2014 has not started well for emerging markets…
The emerging markets have begun 2014 back in the spotlight as worries over Argentina’s economic health, the continuation of tapering of QE by the Federal Reserve in the USA, and renewed concerns over China’s slowing growth rate have combined to cause turmoil in both financial and currency markets. Stock markets in Asia and Latin America fell to 7 month lows by the end of January and Turkey was forced to increase one of its key interest rates by 425 basis points.
…although the true position is unclear…
However, all is not doom and gloom: the latest EY Rapid Growth Markets Forecast suggests, the long-term outlook remains positive and many commentators believe that conditions in 2014 are significantly more favourable than in 1997 when the Asian financial crisis sent shock waves through the world economy. This positive sentiment reflects changes such the widespread move to flexible exchange rates and the build up of sizeable foreign exchange reserves by many countries compared to 1997.
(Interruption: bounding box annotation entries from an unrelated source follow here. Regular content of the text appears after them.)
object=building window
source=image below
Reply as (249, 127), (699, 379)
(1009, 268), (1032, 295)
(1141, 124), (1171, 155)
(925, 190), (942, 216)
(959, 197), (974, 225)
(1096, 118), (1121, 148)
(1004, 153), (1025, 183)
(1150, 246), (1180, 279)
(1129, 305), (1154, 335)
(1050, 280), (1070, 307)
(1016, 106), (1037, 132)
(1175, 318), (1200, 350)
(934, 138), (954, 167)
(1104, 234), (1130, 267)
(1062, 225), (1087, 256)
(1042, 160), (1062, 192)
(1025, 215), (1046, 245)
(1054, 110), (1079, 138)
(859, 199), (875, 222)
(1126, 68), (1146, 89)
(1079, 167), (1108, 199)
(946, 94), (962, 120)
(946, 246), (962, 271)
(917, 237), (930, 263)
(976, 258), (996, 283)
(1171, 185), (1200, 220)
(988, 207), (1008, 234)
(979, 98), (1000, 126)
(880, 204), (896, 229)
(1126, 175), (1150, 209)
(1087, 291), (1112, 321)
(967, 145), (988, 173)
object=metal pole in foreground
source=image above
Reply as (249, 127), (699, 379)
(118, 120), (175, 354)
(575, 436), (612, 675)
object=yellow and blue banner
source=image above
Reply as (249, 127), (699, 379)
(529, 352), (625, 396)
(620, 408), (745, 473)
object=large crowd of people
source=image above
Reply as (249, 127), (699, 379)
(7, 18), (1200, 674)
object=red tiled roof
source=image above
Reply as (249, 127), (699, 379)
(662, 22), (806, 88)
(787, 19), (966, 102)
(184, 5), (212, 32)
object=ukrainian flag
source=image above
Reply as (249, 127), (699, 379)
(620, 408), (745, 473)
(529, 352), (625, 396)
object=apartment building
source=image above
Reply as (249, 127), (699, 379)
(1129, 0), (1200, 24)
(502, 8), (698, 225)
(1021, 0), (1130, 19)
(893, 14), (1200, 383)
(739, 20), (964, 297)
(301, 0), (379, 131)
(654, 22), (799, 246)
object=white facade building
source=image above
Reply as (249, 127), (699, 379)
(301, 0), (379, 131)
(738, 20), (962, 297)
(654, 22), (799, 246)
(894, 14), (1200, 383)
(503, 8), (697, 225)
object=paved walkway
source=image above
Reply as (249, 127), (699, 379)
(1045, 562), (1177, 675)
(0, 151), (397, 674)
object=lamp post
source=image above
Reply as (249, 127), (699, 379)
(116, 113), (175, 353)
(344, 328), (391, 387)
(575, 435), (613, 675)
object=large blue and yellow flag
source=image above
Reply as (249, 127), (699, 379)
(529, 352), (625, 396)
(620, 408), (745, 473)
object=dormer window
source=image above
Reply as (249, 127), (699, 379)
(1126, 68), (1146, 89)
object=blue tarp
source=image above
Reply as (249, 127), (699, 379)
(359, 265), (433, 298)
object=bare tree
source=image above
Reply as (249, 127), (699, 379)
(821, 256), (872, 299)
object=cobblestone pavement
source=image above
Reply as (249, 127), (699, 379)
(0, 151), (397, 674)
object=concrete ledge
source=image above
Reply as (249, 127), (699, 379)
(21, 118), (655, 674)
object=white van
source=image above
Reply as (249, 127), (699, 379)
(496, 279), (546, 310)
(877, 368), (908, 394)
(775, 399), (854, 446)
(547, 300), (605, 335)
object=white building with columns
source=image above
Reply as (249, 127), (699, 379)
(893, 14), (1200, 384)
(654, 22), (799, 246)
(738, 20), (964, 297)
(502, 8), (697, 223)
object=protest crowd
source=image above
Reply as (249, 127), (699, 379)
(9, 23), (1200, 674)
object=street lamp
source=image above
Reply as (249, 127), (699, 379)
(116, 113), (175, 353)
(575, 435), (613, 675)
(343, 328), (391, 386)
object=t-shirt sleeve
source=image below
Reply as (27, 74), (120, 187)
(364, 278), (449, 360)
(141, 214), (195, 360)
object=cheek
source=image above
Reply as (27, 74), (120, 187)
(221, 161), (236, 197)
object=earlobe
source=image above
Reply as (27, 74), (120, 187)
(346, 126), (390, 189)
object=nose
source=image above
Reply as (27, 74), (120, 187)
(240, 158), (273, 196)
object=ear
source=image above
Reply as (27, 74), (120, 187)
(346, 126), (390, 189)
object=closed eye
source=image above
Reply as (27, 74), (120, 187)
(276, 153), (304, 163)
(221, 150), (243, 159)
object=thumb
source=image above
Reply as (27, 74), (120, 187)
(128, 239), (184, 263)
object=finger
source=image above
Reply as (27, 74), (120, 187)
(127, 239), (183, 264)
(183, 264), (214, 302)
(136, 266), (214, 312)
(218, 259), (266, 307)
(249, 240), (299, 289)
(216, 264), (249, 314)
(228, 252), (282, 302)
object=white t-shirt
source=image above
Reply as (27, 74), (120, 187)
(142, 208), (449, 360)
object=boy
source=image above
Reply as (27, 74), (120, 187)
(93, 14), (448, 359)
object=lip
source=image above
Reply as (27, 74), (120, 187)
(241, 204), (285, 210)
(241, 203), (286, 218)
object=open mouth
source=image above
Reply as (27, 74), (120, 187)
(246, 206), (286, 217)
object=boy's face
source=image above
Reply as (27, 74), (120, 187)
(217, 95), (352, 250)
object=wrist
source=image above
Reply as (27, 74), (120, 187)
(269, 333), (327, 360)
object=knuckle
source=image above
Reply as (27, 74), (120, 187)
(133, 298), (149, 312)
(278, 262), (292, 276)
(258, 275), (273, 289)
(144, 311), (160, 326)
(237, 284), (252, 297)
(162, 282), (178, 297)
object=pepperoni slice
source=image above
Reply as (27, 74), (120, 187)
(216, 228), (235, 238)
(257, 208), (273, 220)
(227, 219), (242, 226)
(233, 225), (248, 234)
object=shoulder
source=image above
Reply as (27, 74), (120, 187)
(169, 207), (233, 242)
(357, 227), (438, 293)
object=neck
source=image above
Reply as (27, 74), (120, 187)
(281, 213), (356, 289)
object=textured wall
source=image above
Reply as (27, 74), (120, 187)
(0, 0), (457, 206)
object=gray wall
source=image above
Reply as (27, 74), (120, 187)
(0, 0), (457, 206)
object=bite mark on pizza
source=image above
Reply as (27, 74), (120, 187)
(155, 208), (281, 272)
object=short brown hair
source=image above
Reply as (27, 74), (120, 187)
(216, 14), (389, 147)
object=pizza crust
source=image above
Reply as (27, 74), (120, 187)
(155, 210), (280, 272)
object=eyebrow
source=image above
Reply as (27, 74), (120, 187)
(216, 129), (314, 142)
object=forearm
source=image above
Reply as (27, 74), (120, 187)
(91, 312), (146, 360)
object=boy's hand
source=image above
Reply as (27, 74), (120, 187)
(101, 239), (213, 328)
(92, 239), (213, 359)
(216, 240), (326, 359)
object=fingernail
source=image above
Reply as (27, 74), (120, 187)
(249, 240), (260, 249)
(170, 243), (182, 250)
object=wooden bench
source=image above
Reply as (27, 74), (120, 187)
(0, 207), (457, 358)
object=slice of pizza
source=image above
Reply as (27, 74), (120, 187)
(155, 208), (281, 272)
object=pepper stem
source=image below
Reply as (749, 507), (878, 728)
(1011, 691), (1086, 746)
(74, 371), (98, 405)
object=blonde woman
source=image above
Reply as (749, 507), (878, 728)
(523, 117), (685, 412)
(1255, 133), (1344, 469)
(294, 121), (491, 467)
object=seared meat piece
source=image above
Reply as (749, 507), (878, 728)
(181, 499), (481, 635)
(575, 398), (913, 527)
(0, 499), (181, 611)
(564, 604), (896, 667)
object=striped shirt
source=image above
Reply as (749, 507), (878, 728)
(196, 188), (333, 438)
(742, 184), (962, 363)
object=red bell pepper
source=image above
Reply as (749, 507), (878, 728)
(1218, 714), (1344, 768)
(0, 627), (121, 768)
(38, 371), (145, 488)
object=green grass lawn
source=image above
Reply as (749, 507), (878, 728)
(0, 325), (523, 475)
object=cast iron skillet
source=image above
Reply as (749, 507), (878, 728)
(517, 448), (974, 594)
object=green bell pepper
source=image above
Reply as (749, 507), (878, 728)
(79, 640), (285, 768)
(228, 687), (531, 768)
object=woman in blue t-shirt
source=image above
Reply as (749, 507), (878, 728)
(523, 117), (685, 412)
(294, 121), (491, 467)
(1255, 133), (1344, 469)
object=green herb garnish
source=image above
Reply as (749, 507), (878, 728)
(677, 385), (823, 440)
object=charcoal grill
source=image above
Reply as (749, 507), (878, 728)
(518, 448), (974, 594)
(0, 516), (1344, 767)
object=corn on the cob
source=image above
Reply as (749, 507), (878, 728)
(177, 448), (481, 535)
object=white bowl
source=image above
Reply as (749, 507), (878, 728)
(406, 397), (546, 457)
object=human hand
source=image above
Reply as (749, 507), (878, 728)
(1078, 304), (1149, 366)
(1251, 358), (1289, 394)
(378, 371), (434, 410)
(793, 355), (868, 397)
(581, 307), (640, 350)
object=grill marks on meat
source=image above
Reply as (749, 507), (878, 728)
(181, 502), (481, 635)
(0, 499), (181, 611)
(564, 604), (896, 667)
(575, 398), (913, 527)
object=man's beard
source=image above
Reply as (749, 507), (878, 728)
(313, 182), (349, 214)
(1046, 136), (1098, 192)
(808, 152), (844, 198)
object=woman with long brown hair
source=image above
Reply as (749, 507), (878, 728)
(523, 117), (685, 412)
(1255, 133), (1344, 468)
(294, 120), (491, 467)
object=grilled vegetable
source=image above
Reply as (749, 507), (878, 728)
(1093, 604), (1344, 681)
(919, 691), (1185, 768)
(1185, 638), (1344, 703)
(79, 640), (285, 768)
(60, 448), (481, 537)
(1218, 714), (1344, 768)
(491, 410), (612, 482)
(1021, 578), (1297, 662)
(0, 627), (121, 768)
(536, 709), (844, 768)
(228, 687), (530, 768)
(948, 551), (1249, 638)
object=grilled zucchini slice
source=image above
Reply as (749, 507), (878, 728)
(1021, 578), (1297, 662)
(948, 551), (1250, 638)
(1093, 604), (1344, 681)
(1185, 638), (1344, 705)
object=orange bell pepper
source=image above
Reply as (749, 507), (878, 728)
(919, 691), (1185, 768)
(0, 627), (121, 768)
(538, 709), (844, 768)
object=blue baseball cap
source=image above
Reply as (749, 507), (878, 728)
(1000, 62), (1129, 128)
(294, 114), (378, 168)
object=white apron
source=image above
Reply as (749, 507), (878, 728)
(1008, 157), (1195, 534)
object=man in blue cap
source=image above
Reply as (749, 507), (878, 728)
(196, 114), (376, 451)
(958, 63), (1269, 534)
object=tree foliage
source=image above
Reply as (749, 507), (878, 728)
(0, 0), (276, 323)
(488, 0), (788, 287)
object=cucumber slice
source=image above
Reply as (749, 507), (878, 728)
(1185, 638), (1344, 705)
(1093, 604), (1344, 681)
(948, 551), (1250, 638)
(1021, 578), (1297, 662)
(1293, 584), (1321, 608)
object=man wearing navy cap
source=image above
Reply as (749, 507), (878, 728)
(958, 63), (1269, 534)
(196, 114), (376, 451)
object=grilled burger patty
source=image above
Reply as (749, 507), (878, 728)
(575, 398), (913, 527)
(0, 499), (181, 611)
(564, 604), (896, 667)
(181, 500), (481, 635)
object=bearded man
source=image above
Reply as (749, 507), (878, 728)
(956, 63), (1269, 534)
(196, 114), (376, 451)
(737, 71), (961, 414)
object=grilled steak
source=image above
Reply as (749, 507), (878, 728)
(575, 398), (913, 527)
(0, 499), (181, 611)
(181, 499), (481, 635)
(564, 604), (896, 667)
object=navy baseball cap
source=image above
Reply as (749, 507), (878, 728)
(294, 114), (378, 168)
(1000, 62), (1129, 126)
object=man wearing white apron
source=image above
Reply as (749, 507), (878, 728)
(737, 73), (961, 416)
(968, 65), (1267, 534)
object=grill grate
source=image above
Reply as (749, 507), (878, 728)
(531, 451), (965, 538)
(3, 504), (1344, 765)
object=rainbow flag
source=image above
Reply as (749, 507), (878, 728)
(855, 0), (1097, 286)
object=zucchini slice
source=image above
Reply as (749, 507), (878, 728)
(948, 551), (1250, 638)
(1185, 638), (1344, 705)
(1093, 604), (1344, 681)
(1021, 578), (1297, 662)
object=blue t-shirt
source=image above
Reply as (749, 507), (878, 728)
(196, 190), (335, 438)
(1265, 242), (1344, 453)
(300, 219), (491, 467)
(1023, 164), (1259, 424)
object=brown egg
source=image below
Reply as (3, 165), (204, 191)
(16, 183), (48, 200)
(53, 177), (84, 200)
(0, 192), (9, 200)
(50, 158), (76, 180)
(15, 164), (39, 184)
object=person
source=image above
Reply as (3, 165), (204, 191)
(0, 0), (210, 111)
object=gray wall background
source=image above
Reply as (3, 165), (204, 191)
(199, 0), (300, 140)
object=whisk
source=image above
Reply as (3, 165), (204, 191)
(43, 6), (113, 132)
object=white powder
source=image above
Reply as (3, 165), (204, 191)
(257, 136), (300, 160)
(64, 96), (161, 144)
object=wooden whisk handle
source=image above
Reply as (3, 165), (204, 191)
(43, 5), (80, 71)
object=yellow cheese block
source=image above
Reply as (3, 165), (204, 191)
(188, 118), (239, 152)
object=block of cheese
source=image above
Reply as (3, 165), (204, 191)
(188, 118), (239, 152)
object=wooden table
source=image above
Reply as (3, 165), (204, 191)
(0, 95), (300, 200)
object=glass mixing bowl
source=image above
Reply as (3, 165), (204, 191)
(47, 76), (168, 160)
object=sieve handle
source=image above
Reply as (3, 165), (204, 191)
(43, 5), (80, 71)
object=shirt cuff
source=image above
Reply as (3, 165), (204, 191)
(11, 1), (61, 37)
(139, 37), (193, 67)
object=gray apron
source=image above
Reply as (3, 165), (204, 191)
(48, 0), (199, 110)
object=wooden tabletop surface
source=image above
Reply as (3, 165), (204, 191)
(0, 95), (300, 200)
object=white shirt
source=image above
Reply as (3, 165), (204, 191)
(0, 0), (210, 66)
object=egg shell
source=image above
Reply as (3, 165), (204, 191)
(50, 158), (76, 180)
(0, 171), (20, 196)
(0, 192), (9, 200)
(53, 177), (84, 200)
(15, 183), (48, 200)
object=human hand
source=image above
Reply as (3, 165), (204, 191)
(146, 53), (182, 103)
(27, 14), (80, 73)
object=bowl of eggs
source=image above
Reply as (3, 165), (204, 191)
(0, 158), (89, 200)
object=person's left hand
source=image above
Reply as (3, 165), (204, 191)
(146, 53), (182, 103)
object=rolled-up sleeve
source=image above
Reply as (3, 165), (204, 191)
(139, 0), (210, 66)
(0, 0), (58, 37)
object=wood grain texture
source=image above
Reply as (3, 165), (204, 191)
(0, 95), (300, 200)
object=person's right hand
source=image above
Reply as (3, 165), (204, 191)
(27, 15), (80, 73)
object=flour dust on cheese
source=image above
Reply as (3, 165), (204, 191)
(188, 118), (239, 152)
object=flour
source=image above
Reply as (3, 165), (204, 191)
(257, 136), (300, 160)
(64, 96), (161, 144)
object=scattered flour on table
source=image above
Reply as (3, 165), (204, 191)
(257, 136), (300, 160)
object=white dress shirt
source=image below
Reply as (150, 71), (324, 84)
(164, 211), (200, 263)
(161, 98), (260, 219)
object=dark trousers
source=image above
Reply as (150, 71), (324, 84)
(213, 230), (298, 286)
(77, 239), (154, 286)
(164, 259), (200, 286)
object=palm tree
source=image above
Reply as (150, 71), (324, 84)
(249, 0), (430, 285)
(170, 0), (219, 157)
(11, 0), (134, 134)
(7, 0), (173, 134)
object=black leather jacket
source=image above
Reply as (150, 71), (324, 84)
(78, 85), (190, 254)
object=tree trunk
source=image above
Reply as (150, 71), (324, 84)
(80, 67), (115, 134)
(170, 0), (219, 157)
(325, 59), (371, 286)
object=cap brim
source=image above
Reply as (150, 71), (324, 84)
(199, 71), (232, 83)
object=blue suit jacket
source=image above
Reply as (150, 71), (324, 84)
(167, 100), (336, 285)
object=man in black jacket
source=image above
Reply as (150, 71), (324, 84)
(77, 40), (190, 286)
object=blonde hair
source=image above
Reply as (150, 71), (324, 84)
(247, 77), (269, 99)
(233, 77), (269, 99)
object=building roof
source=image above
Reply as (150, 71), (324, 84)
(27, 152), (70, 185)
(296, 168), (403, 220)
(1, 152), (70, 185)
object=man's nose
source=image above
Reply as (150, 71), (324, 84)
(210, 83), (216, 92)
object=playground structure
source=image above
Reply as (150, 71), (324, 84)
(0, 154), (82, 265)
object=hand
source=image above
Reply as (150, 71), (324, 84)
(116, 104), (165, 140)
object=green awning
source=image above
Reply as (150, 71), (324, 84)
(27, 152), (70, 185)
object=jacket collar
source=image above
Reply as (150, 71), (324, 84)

Since 2005, $7 trillion of funds have been invested in emerging market assets and funds, peaking at around 9% of emerging market GDP in recent years. The scale of the investment in emerging markets in recent years goes a long way to explaining why not everyone is convinced about the resilience of the emerging markets and there is clearly a degree of investor nervousness that has been led to shifts in markets. So, while conditions may be different to 1997, the degree of exposure is now much greater and hence any shock waves could reverberate far and wide. The Bank for International Settlements is more concerned than most observers and argues that the rapid growth of bond issuance at low interest rates, companies and banks in emerging markets raised $2 Trillion in bonds from 2010 to mid-2013 alone, is today a major risk factor that was largely absent in 1997.
… and so businesses must focus on the fundamentals…
Money flowed into the emerging markets in the last decade or so in pursuit of economic growth rates and long-term demographic upsides that were not available in the developed markets. As interest rate differentials to developed markets increased further after the financial crisis so the funds flow continued even in a slowing world economy.
As developed world economies begin to recover, especially the USA, so the emerging markets are being viewed in a different light. Growth is slowing in many emerging markets as the commodity cycle comes to an end and policy makers are being forced to raise interest rates to address concerns over either currency levels or domestic inflation.
It is becoming increasingly clear to investors that many countries did not take the opportunities offered by cheap money and access to plentiful capital to invest in productivity enhancing investment to support long-term economic growth. Rather, in many cases, resources were squandered, often deployed either to buy off interest groups or to mask economic weaknesses. Many countries have come to regard foreign financial inflows as business as usual.
…at the country level…
The most striking trend in the market and currency movements first seen in mid-2013 and again recently is the way in which investors are now differentiating between countries: emerging markets are no longer one asset class. Investors are looking much harder at economic fundamentals.
Eichengreen and Gupta found that the most vulnerable countries are likely to be those with the weakest foreign currency positions and with the largest domestic financial markets, the higher liquidity making it easier for investors to exit. Beyond these immediate pressures however, the economies under pressure beyond the immediate crisis will be the ones that have failed to drive domestic macroeconomic reform.
Businesses now need to update their geographic and sector portfolio plans to incorporate the latest economic outlook. Not only has the balance between developed and developing market growth rates changed but so has the relative riskiness. In 2013, it is likely that the average rate of growth in Brazil, Russia and South Africa was no faster than growth in the UK and USA and the latter two countries appear to have much more stable outlooks.
In assessing the long-term economic potential and risk of a country, the key factors to analyse include:
- degree of dependence on foreign funding especially portfolio flows as opposed to foreign direct investment;
- exposure to foreign currency denominated debt;
- strength of the domestic banking sector;
- relatively high reliance on commodity exports;
- relatively high domestic inflation;
- high levels of debt either sovereign or private sector or consumer;
- degree to which foreign exchange reserves cover imports.
When several of these factors are present then the risk is that a country is more exposed to shocks and economic performance could be hampered for a significant period of time.
… including the political and policy risks.
The long-term growth story for emerging markets remains positive especially for those with favourable demographics, but this growth may take more time to materialise than previously thought, and companies will then find that it takes significantly longer to realise value from their investments in emerging markets.
Companies will have a good idea of how they can drive change in the businesses they invest in, but the need is to understand in parallel how the macroeconomic and policy environment will influence performance over the medium to long-term. Productivity must be improved and this is likely to require microeconomic reforms across sectors, a redesign of the role of the state in many economies and greater macroeconomic discipline.
This requires an assessment of the potential for the political system to support the introduction of policies to drive economic transformation and address the risk factors identified above. In 2014 the outlook will be even more uncertain as many significant emerging markets are due to hold elections. The outlook for Brazil, India, Indonesia, South Africa and Turkey as well as others is therefore even harder to call.